Long Term Effects of Low Dose Radiation Exposure During Late Gestation on Cardiac Metabolism and Oxidative Stress

An adverse in utero environment can result in fetal programming that can manifest as diseases later in life. Ionizing radiation (IR) is known to cause detrimental fetal programming especially during organogenesis. High doses of radiation cause severe cellular damage that can lead to mortality, however, the physiological effects of low dose radiation are not fully understood. This study examines the effect of low to non‐lethal radiation exposure during late gestation on cardiac metabolism and oxidative stress in adult mice. Pregnant C57BL/6J mice were exposed to 50, 300, or 1000mGy of gamma radiation or were sham irradiated on gestational day 15. At 4 months of age, 18 FDG uptake was observed using PET imaging as an indicator of cardiac glucose uptake. Western blot was used to determine changes in 4‐hydroxynonenal adduct formation, catalase, superoxide dismutase (SOD), and glutathione peroxidase (GPx) protein expression and catalase, SOD and GPx enzyme activity was measured. Both male and female irradiated pups had lower body weights when compared to the sham group. Female pups receiving 1000mGy in utero , demonstrated a significant increase in 18 FDG uptake and increased glycogen storage compared to sham group. However, female pups receiving 50mGy IR did not show a significant difference in 18 FDG uptake or glycogen storage when compared to sham.

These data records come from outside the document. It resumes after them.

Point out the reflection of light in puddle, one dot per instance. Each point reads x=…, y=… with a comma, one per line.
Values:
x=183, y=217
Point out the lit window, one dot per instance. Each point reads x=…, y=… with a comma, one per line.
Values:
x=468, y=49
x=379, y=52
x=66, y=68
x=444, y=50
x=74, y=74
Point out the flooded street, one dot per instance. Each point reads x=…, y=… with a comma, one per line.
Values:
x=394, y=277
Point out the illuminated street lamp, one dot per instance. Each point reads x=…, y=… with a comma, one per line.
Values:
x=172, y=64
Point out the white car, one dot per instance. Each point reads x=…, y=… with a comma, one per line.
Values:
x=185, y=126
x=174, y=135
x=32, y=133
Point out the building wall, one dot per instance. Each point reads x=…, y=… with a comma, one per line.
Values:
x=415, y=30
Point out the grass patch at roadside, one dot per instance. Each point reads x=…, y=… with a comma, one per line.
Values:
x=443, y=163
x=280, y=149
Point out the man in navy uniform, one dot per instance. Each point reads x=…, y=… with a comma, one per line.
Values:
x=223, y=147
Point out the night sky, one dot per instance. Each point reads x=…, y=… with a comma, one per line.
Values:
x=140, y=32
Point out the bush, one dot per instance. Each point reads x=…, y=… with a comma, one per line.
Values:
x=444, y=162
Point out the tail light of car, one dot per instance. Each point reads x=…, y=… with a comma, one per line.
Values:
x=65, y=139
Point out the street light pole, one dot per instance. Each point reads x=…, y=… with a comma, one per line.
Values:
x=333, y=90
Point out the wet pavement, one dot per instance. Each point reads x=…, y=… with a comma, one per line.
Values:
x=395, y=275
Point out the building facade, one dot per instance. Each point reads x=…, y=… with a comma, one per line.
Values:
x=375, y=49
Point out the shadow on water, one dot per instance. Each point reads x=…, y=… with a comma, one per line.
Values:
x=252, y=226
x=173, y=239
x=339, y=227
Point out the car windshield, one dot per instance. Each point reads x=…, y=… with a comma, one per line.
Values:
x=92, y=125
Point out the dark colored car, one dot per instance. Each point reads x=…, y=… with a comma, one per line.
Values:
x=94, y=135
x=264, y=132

Male pups did not exhibit increased 18 FDG uptake, however at 50 and 300mGy IR there was decreased glycogen storage compared to sham. The reduced/oxidized glutathione redox ratio, a marker of oxidative stress, was significantly decreased in the female 300mGy and 1000mGy groups compared to sham but there was no change in males. We conclude that non‐lethal doses of radiation during late gestation can alter glucose uptake and storage as glycogen as well as oxidative status in female off‐spring. These data provide evidence that non‐lethal doses of radiation during the third trimester alter cardiac metabolism later in life and sex may have a role in fetal programming. Support or Funding Information This work was funded by the Natural Sciences and Engineering Research Council of Canada (NSERC) and by our industry partner, Bruce Power.